Python API

Python API#

Basic usage:

import bio2zarr.vcf as v2z

v2z.convert([vcf_path], vcz_path)

To convert directly to an in-memory Zarr store (without writing to disk):

root = v2z.convert([vcf_path])

To convert to a zip archive:

root = v2z.convert([vcf_path], "output.vcz.zip")

API reference#

bio2zarr.vcf.convert(vcfs, vcz_path=None, *, mode='r', variants_chunk_size=None, samples_chunk_size=None, worker_processes=0, local_alleles=None, show_progress=False, icf_path=None)#

Convert VCF file(s) to VCF Zarr format.

Parameters#

vcfslist of str or Path

Paths to the VCF/BCF files to convert.

vcz_pathstr, Path, or None

Output path for the Zarr store. The output format depends on the value:

  • None: write to a temporary directory and return an in-memory zarr.storage.MemoryStore-backed group.

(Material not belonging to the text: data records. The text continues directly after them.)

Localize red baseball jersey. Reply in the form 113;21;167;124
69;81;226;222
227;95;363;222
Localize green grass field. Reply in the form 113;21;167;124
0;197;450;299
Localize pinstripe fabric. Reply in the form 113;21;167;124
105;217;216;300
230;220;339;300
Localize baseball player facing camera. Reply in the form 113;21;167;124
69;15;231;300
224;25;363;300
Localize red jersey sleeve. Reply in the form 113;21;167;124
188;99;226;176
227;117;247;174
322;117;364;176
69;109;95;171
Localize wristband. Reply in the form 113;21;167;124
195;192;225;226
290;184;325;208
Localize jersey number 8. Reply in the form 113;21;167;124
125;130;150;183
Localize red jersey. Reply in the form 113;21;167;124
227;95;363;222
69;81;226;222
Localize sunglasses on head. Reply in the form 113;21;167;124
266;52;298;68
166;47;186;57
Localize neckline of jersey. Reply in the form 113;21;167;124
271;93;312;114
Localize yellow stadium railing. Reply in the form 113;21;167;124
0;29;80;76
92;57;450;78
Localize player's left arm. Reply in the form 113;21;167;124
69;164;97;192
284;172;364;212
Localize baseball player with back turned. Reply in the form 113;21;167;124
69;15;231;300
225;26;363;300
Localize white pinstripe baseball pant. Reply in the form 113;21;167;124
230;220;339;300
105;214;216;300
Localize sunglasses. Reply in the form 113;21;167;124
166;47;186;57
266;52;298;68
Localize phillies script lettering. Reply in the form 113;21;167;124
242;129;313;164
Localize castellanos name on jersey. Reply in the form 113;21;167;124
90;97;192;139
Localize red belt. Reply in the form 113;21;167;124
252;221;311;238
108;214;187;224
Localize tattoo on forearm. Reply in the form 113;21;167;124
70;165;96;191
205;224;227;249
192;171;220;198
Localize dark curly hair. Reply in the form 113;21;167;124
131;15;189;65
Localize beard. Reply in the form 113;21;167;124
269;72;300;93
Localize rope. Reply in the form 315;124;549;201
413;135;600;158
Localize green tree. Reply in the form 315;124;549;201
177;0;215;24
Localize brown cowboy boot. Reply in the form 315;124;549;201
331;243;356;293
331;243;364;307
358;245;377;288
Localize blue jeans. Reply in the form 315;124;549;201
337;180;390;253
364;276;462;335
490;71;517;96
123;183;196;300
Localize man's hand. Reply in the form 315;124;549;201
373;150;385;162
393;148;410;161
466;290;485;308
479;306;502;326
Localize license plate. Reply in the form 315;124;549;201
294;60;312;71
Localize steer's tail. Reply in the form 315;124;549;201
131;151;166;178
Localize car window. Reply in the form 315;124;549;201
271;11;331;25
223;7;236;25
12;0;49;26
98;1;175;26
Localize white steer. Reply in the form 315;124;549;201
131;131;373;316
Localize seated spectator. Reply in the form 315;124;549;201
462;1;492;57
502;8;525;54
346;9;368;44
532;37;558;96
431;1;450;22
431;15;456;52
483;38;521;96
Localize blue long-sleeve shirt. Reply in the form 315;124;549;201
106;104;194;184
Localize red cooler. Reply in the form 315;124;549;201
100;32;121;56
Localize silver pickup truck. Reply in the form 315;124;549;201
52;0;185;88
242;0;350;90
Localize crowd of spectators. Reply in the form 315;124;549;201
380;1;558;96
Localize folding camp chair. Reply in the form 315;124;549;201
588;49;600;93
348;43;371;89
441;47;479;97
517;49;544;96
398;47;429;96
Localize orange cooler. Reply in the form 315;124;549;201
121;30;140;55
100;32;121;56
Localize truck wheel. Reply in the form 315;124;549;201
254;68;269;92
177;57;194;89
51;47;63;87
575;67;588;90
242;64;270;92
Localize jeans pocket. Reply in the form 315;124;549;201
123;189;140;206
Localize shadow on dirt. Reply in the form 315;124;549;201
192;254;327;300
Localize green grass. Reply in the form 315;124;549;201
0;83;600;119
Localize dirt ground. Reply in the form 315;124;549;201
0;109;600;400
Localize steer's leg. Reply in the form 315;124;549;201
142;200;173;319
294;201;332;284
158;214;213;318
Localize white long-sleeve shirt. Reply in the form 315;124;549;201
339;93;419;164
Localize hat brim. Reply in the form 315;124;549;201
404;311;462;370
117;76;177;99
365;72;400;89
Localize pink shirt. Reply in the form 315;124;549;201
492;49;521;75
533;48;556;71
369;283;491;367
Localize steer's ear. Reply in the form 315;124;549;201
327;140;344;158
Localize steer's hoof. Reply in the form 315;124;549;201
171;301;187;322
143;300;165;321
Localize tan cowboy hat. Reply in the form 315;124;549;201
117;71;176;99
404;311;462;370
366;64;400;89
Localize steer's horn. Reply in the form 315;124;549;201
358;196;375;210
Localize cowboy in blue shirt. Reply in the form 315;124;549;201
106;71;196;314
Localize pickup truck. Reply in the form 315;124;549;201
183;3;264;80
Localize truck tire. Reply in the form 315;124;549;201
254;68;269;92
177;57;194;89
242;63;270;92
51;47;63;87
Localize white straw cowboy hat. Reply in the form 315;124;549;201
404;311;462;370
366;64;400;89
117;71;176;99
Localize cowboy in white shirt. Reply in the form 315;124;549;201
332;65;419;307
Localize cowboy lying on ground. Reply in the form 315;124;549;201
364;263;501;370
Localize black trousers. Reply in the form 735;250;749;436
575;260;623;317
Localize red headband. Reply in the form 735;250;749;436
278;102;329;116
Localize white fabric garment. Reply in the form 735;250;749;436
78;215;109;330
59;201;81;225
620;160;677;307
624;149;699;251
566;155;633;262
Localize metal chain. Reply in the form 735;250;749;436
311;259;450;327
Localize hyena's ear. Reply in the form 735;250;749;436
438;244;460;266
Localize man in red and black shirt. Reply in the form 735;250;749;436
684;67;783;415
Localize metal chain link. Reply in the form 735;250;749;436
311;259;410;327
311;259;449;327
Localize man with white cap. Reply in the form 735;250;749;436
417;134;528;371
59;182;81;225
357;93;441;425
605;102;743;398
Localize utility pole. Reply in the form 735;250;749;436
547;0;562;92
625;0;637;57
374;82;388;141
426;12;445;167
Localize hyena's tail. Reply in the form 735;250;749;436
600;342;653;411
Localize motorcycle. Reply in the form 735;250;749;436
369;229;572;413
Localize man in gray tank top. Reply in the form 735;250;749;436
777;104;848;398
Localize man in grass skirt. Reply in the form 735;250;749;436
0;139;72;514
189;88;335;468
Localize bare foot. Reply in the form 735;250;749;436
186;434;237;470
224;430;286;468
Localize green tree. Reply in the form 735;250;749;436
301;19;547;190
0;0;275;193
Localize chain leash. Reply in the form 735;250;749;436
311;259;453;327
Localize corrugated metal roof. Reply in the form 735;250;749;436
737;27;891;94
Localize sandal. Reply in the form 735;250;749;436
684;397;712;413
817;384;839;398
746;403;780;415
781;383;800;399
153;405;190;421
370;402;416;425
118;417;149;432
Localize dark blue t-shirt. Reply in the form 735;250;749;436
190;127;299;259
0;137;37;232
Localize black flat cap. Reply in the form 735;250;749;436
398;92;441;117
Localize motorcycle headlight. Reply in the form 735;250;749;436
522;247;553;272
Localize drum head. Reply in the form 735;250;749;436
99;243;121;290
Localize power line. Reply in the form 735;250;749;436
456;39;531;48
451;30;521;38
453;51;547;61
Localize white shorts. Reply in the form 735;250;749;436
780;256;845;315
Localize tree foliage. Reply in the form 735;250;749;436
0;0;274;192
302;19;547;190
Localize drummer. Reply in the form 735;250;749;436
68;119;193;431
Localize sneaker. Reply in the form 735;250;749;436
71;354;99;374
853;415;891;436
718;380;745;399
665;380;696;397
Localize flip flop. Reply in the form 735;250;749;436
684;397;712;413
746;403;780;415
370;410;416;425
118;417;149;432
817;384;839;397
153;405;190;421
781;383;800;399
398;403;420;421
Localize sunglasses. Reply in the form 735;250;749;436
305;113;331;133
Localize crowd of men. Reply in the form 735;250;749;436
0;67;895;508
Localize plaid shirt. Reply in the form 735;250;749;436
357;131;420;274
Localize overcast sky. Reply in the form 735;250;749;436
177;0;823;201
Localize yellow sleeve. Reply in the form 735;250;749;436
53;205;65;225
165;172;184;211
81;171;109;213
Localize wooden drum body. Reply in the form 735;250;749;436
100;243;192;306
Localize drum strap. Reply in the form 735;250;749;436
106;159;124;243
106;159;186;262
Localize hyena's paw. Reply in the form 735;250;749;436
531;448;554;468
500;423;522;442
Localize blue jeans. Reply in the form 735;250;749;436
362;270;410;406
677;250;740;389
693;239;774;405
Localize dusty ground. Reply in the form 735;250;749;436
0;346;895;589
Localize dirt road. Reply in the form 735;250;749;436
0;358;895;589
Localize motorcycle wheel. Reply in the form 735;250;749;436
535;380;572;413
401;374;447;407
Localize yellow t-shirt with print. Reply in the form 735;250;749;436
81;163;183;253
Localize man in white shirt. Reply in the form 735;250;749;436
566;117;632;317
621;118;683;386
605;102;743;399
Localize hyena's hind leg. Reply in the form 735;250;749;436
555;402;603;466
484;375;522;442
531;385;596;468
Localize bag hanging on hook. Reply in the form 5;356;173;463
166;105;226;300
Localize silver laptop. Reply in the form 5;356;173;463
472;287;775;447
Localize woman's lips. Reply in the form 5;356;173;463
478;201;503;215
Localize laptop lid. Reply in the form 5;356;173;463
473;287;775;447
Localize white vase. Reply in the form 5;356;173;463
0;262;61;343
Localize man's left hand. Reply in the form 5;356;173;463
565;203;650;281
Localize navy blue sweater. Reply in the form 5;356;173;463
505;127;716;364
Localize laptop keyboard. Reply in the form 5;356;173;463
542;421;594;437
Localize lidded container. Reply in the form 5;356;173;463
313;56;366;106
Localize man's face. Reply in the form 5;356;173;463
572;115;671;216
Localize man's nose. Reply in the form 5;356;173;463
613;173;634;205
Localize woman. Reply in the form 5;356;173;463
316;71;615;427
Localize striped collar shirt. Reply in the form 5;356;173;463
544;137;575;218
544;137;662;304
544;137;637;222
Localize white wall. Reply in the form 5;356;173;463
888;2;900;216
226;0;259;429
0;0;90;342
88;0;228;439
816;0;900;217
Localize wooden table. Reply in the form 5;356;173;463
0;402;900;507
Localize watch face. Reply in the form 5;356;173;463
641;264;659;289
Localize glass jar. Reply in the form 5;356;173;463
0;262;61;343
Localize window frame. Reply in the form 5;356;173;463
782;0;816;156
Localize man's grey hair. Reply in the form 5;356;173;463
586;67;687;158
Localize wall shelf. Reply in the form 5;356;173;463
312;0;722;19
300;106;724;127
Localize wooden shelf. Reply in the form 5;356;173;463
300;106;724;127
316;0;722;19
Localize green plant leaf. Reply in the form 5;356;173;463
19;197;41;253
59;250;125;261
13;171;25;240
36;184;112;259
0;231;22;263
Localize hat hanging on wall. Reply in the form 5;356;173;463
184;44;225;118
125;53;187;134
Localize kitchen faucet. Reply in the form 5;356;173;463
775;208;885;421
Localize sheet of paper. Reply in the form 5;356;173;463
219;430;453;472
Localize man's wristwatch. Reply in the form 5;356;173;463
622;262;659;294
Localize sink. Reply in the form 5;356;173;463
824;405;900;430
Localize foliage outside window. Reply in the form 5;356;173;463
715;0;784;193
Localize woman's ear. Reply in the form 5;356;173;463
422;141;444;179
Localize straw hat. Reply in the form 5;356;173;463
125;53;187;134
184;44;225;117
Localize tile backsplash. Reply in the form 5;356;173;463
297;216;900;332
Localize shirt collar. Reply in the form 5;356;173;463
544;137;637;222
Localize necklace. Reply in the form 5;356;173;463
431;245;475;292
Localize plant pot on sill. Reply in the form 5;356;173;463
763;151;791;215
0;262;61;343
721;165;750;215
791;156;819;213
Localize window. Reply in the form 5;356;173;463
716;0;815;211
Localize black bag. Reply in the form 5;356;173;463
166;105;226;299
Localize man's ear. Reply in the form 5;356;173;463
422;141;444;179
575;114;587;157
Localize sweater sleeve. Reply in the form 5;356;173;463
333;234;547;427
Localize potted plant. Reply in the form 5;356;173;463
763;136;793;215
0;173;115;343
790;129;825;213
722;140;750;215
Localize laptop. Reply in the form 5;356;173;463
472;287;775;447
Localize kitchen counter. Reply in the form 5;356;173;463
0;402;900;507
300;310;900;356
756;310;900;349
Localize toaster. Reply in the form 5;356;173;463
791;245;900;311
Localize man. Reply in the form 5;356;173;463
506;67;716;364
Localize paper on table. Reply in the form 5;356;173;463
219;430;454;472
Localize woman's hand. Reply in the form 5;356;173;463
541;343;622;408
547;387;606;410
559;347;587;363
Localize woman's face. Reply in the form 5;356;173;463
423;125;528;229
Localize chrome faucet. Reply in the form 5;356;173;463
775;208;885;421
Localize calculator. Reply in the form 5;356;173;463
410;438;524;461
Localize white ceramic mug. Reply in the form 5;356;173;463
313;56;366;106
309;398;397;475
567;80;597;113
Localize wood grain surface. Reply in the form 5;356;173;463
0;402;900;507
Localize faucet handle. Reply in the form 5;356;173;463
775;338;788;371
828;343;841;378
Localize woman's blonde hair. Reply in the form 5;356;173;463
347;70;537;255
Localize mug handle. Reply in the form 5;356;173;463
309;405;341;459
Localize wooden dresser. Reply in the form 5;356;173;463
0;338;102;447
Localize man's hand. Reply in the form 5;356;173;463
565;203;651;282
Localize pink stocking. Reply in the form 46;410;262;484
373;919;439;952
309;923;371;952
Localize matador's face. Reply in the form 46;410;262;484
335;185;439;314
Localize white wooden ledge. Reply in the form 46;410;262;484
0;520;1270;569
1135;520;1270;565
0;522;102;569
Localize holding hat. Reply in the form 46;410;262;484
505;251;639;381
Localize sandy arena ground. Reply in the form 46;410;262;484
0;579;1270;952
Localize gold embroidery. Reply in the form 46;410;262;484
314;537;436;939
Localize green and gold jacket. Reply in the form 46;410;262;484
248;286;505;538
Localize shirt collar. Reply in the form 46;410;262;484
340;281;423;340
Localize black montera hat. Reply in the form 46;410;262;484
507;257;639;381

  • Ends with .zip: write to a directory, then package as a zip archive readable via zarr.storage.ZipStore. The intermediate directory is removed.

  • Otherwise: write directly to the given directory path.

modestr

Mode in which the returned zarr.Group is opened. Use "r" (default) for read-only access or "r+" for read-write access.

variants_chunk_sizeint, optional

Number of variants per chunk. If None, a default is used.

samples_chunk_sizeint, optional

Number of samples per chunk. If None, a default is used.

worker_processesint

Number of worker processes for parallel encoding. 0 (the default) means use the main process only.

local_allelesint, optional

Maximum number of local alleles for the LAA encoding. If None, standard allele encoding is used.

show_progressbool

If True, display a progress bar during conversion.

icf_pathstr, Path, or None

Path for the intermediate columnar format (ICF) data. If None, a temporary directory is used and cleaned up automatically.

Returns#

zarr.Group

The root group of the Zarr store containing the converted data.